Varanko: How can judges specifically contribute to the prevention of mass atrocities? What specific role do they play?

O’Rourke: That’s a great question as there are several ways judges can contribute to mass atrocity prevention and the guide outlines many of them. Taking part in accountability efforts, addressing hate crimes within the bounds of the law where applicable, upholding basic rule of law principles, are a few examples. The guide notes that one of the most important ways judges can contribute is to center the voices of individuals and communities that are affected by mass atrocities and ensure that they’re heard and consulted as part of the justice process.

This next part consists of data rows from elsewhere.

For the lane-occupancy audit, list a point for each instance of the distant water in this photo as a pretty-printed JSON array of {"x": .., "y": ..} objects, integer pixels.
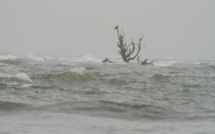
[{"x": 82, "y": 95}]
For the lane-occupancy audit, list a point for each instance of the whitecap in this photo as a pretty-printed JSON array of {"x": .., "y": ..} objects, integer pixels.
[
  {"x": 23, "y": 76},
  {"x": 7, "y": 57},
  {"x": 79, "y": 70}
]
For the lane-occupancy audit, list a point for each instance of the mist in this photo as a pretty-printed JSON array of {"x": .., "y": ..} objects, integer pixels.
[{"x": 171, "y": 29}]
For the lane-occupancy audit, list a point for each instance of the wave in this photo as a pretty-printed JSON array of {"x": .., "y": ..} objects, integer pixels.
[
  {"x": 114, "y": 109},
  {"x": 20, "y": 78},
  {"x": 161, "y": 78},
  {"x": 8, "y": 106}
]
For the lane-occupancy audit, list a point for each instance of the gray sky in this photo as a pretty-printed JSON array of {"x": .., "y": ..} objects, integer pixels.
[{"x": 182, "y": 29}]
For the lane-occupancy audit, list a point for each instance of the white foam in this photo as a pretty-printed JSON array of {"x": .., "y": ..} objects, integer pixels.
[
  {"x": 7, "y": 57},
  {"x": 164, "y": 63},
  {"x": 79, "y": 70},
  {"x": 23, "y": 76},
  {"x": 87, "y": 58},
  {"x": 19, "y": 76},
  {"x": 35, "y": 58}
]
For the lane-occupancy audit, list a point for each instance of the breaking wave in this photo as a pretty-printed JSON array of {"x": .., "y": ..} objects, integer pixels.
[{"x": 19, "y": 78}]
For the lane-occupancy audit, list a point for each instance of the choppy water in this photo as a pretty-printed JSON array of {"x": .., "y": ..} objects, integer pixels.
[{"x": 67, "y": 95}]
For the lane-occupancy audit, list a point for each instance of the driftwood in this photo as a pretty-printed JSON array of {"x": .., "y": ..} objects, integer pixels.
[{"x": 127, "y": 52}]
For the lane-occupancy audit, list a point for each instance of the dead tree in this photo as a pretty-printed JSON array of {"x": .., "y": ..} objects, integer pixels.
[{"x": 127, "y": 52}]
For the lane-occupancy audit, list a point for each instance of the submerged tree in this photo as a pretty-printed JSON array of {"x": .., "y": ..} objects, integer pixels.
[{"x": 127, "y": 51}]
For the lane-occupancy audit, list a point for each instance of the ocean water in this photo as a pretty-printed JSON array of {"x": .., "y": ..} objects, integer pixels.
[{"x": 82, "y": 95}]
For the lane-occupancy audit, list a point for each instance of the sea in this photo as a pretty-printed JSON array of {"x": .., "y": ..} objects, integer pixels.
[{"x": 82, "y": 95}]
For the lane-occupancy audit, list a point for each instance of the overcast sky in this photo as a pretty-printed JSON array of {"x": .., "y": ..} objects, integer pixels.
[{"x": 182, "y": 29}]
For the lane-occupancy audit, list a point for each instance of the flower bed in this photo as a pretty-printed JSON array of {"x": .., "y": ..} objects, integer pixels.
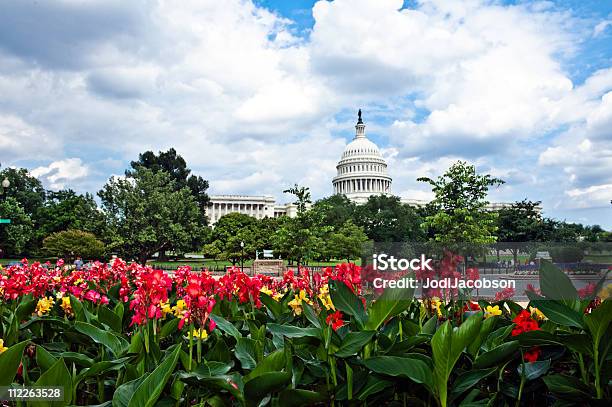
[{"x": 135, "y": 336}]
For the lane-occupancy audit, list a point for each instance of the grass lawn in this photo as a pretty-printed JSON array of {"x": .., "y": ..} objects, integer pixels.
[{"x": 596, "y": 258}]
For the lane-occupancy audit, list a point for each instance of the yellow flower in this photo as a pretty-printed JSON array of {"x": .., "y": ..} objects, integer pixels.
[
  {"x": 199, "y": 333},
  {"x": 296, "y": 303},
  {"x": 266, "y": 291},
  {"x": 165, "y": 307},
  {"x": 66, "y": 306},
  {"x": 325, "y": 298},
  {"x": 606, "y": 292},
  {"x": 537, "y": 314},
  {"x": 44, "y": 305},
  {"x": 492, "y": 311},
  {"x": 179, "y": 308},
  {"x": 435, "y": 304}
]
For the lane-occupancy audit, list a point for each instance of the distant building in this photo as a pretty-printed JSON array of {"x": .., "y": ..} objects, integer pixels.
[
  {"x": 362, "y": 170},
  {"x": 258, "y": 207},
  {"x": 361, "y": 173}
]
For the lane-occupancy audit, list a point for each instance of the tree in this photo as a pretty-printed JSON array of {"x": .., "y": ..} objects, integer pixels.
[
  {"x": 65, "y": 210},
  {"x": 14, "y": 236},
  {"x": 385, "y": 219},
  {"x": 147, "y": 213},
  {"x": 518, "y": 225},
  {"x": 232, "y": 229},
  {"x": 25, "y": 189},
  {"x": 347, "y": 242},
  {"x": 335, "y": 210},
  {"x": 301, "y": 238},
  {"x": 302, "y": 195},
  {"x": 212, "y": 251},
  {"x": 459, "y": 207},
  {"x": 172, "y": 163},
  {"x": 69, "y": 244}
]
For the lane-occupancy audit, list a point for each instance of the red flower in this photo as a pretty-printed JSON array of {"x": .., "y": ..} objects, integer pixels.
[
  {"x": 335, "y": 320},
  {"x": 472, "y": 274},
  {"x": 524, "y": 323},
  {"x": 532, "y": 354}
]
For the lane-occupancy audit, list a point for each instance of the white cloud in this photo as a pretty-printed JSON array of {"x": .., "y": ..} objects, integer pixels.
[
  {"x": 591, "y": 197},
  {"x": 60, "y": 173},
  {"x": 254, "y": 108}
]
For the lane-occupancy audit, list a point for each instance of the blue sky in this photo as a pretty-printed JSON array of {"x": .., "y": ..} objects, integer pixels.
[{"x": 261, "y": 95}]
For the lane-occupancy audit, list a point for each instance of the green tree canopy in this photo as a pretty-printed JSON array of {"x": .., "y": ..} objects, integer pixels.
[
  {"x": 335, "y": 210},
  {"x": 346, "y": 242},
  {"x": 459, "y": 213},
  {"x": 69, "y": 244},
  {"x": 385, "y": 219},
  {"x": 232, "y": 229},
  {"x": 14, "y": 236},
  {"x": 147, "y": 213},
  {"x": 64, "y": 210},
  {"x": 176, "y": 166},
  {"x": 25, "y": 189}
]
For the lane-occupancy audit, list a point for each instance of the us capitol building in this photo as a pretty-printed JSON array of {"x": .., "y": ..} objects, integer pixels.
[{"x": 361, "y": 173}]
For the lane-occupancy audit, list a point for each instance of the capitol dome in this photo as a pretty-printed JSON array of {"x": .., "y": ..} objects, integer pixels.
[{"x": 362, "y": 170}]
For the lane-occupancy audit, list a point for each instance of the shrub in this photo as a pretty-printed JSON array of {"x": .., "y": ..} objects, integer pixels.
[
  {"x": 71, "y": 243},
  {"x": 567, "y": 254}
]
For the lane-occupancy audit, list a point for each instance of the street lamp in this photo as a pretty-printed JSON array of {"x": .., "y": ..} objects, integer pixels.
[
  {"x": 242, "y": 256},
  {"x": 4, "y": 186}
]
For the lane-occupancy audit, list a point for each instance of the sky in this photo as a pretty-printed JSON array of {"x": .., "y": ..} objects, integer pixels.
[{"x": 259, "y": 95}]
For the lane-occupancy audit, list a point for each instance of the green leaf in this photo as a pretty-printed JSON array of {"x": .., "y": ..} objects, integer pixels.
[
  {"x": 568, "y": 387},
  {"x": 496, "y": 355},
  {"x": 169, "y": 327},
  {"x": 353, "y": 342},
  {"x": 123, "y": 393},
  {"x": 25, "y": 308},
  {"x": 393, "y": 301},
  {"x": 346, "y": 301},
  {"x": 413, "y": 369},
  {"x": 110, "y": 319},
  {"x": 299, "y": 398},
  {"x": 537, "y": 338},
  {"x": 274, "y": 362},
  {"x": 272, "y": 305},
  {"x": 44, "y": 359},
  {"x": 226, "y": 326},
  {"x": 291, "y": 331},
  {"x": 56, "y": 376},
  {"x": 469, "y": 379},
  {"x": 101, "y": 367},
  {"x": 245, "y": 353},
  {"x": 114, "y": 343},
  {"x": 264, "y": 384},
  {"x": 447, "y": 345},
  {"x": 311, "y": 316},
  {"x": 9, "y": 362},
  {"x": 598, "y": 320},
  {"x": 211, "y": 369},
  {"x": 555, "y": 284},
  {"x": 373, "y": 385},
  {"x": 486, "y": 328},
  {"x": 147, "y": 393},
  {"x": 559, "y": 313},
  {"x": 77, "y": 358},
  {"x": 533, "y": 370}
]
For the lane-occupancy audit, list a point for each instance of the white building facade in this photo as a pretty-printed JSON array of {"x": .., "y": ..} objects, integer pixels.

Varanko: Lastly, if interested, how can our readers, many of whom are judicial leaders in their respective countries, approach you to use this curriculum in their countries?

O’Rourke: The curriculum is freely available in English and French at ushmm.org/criminaljusticetools and includes everything trainers need to facilitate the sessions. Each module has a PowerPoint with videos embedded, a facilitator’s guide, and handouts.

I’m always more than happy to answer questions about the materials and, of course, to hear how people are using them. I encourage them to contact the Museum. We also developed the materials in partnership with the U.S. Department of State’s INL Bureau so readers might also want to reach out to their local U.S. embassy or U.S. consulate for guidance or support.

Varanko: Thank you so much. I think this is a really important and interesting project, so I appreciate the chance to talk to you about it.

O’Rourke: Thank you so much for doing this interview. I really appreciate the chance to feature our work.